Medizin-Nobelpreis 2022: Woher kommen wir?

26.10.2022 | Politik

Der diesjährige Medizin-Nobelpreis geht an den schwedischen Arzt und Anthropologen Svante Pääbo. Seine Forschungen auf dem Gebiet der menschlichen Evolution zeigen den Einfluss, den der Anteil von archaischer DNA auf die Physiologie des modernen Menschen hat.

Woher kommen wir? Was unterscheidet den Homo sapiens von seinen Vorfahren und macht uns einzigartig? Um nicht weniger als diese fundamentalen Fragen dreht sich seit Jahrzehnten die wissenschaftliche Tätigkeit des Schweden Svante Pääbo. Für seine Entdeckungen über die Genome ausgestorbener Hominiden und die menschliche Evolution wurde er am 3. Oktober dieses Jahres vom Nobelpreis-Komitee am Karolinska-Institut zum Gewinner des Medizin-Nobelpreises 2022 gekürt.

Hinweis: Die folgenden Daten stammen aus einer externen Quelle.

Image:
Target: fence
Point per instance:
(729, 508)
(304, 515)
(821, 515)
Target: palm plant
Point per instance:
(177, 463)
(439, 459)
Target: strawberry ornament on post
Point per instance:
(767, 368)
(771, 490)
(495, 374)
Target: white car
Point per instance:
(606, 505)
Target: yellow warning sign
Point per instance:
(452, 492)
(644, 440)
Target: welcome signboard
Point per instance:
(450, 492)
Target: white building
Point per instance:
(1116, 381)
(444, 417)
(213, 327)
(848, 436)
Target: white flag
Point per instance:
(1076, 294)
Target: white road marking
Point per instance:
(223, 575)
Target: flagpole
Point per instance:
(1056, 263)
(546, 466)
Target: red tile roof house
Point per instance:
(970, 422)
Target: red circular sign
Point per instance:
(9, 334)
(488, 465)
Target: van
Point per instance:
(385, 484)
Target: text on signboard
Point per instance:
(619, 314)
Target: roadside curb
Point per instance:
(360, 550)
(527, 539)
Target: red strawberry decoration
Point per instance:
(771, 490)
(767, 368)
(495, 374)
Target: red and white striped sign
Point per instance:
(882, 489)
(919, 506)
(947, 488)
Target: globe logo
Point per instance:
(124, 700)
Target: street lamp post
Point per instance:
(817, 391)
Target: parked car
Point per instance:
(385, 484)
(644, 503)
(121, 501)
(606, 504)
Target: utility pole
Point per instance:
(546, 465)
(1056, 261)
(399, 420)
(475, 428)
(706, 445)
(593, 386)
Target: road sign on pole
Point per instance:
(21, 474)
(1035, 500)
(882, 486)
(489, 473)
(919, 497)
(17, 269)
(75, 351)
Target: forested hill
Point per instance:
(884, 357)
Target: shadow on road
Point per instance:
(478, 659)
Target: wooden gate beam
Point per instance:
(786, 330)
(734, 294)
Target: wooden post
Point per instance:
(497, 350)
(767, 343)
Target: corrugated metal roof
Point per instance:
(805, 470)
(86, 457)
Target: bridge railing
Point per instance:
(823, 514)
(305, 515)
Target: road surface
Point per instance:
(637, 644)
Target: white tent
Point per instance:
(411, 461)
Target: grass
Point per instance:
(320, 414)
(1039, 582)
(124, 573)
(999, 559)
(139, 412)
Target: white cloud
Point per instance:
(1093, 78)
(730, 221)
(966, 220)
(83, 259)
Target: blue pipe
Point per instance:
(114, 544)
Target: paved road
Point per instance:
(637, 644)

Schon früh in seiner Karriere war Pääbo von der Idee fasziniert, moderne genetische Methoden zur Erforschung des Neandertaler-Genoms einzusetzen, was jedoch eine immense technische Herausforderung darstellt. Als Postdoktorand gelang es ihm gemeinsam mit dem neuseeländischen Biochemiker Allan Wilson, einem Pionier der Evolutionsbiologie, solche Methoden zu entwickeln und zu verfeinern. Nach jahrzehntelanger Arbeit schaffte er schließlich 2010 das nahezu Unmögliche: die vollständige Sequenzierung des Neandertaler-Genoms. Damit wurden erstmals komparative DNA-Analysen zwischen dieser ausgestorbenen Homo-Spezies und dem modernen Menschen möglich. Einen anderen Meilenstein setzte er bereits zwei Jahre zuvor: Durch die Sequenzierung von DNA auf einem 40.000 Jahre alten Knochen aus Südsibirien entdeckte Pääbo einen zuvor unbekannten Hominiden, den Denisova-Menschen. Im Zuge seiner Analysen fand er heraus, dass es nach der Migration aus Afrika vor rund 70.000 Jahren einen Gentransfer von ausgestorbenen Menschen zum Homo sapiens gegeben hatte. Studien an heute lebenden Populationen in Südostasien ergaben beispielsweise einen bis zu sechsprozentigen Anteil von DNA des DenisovaMenschen. Der Anteil von Neandertaler-DNA im Genom von heute lebenden Menschen europäischer und asiatischer Abstammung liegt zwischen ein und vier Prozent. Die wegweisende Forschungsleistung von Pääbo führte auch dazu, dass eine neue wissenschaftliche Disziplin eingeführt wurde, die Paläogenomik.

Der von Pääbo entdeckte Gentransfer hat für den heutigen Menschen große physiologische Relevanz: zum Beispiel in Form der Reaktion des Immunsystems auf Infektionen. Erkenntnisse auf diesem Gebiet reichen bis in die Corona-Pandemie hinein. Im Jahr 2021 veröffentlichte Pääbo gemeinsam mit Ass. Prof. Hugo Zeberg vom Karolinska-Institut Untersuchungsergebnisse, wonach eine Region auf Chromosom 12 das Risiko für einen schweren Verlauf von COVID-19 um 20 Prozent reduziert – die Gene dieser Region stammen vom Neandertaler.

Der Medizin-Nobelpreis ist mit zehn Millionen schwedischen Kronen (rund 920.000 Euro) dotiert. Die feierliche Überreichung der diesjährigen Nobelpreise in Stockholm findet am 10. Dezember statt, dem Todestag des Preisstifters Alfred Nobel. MaS

Zur Person

Der 1955 in Stockholm geborene Pääbo promovierte 1986 an der Universität Uppsala in Medizin. 1990 erhielt er eine Professur in München, im Jahr 1997 gründete er das Max-Planck-Institut für evolutionäre Anthropologie in Leipzig, wo er noch immer tätig ist. Außerdem hat er eine Gastprofessur am Okinawa Institute of Science and Technology in Japan. Nobelpreisträger war auch bereits Pääbos Vater Sune Bergström (1916-2004). Dieser hatte im Jahr 1982 gemeinsam mit zwei weiteren Wissenschaftern den Medizin-Nobelpreis für bahnbrechende Arbeiten über Prostaglandine und verwandte biologische Substanzen erhalten.